McCaul noted in his Jan. 20 letter to Commerce Secretary Gina Raimondo that the agency has provided Congress with a snapshot of China export control approvals and denials over a six-month period.

It showed that less than 1 percent [of licenses] were declined and $60 billion went into Huawei and $40 billion went to SMIC,” the lawmaker said.

“We do want a reporting requirement because they never report to the public on export licenses,” stated McCaul. “We want a full accounting of that.”

Findings from the review are expected to inform potential reforms to the export control process of the bureau that oversees the sale of sensitive and dual-use equipment.

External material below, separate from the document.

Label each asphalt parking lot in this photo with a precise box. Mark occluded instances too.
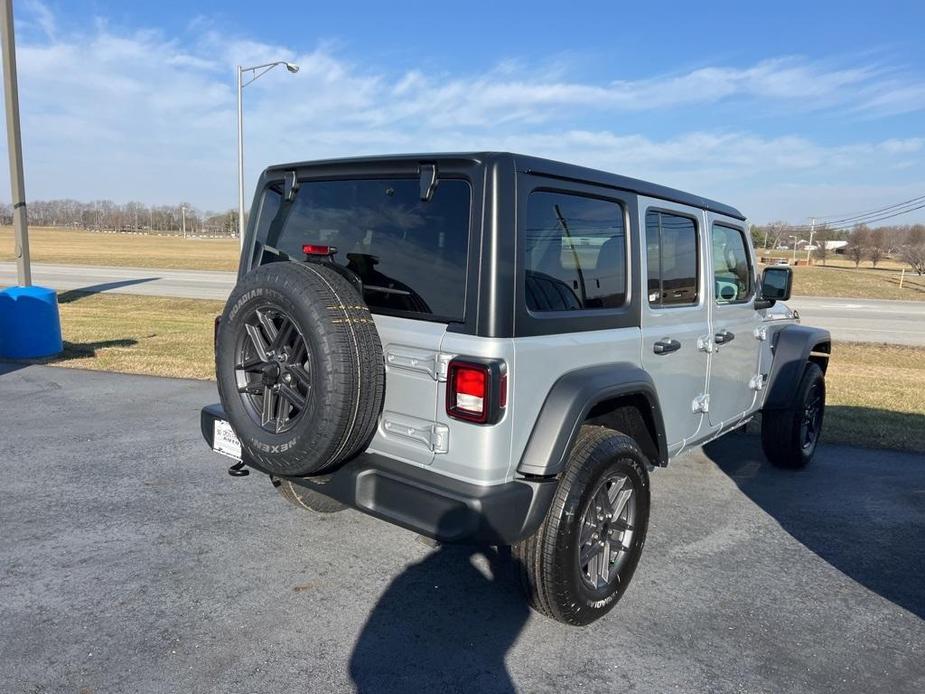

The Wall Street Journal reported that since 2020, China’s nuclear weapons research institute has managed to buy semiconductors produced by Intel and Nvidia from resellers despite its inclusion in a U.S. export blacklist stretching back to 1997.

WSJ examined procurement documents and found that the state-owned China Academy of Engineering Physics’ laboratory focused on studying computational fluid dynamics—which involves modeling nuclear blasts—purchased many of those chips.

Commerce’s Bureau of Industry and Security said U.S. and foreign entities should conduct due diligence to prevent software and other technologies from ending up into the hands of institutions included in the entity list.

“As mass-market products move through multiple parties in global supply chains, full visibility on ultimate end users is a large undertaking,” the agency commented.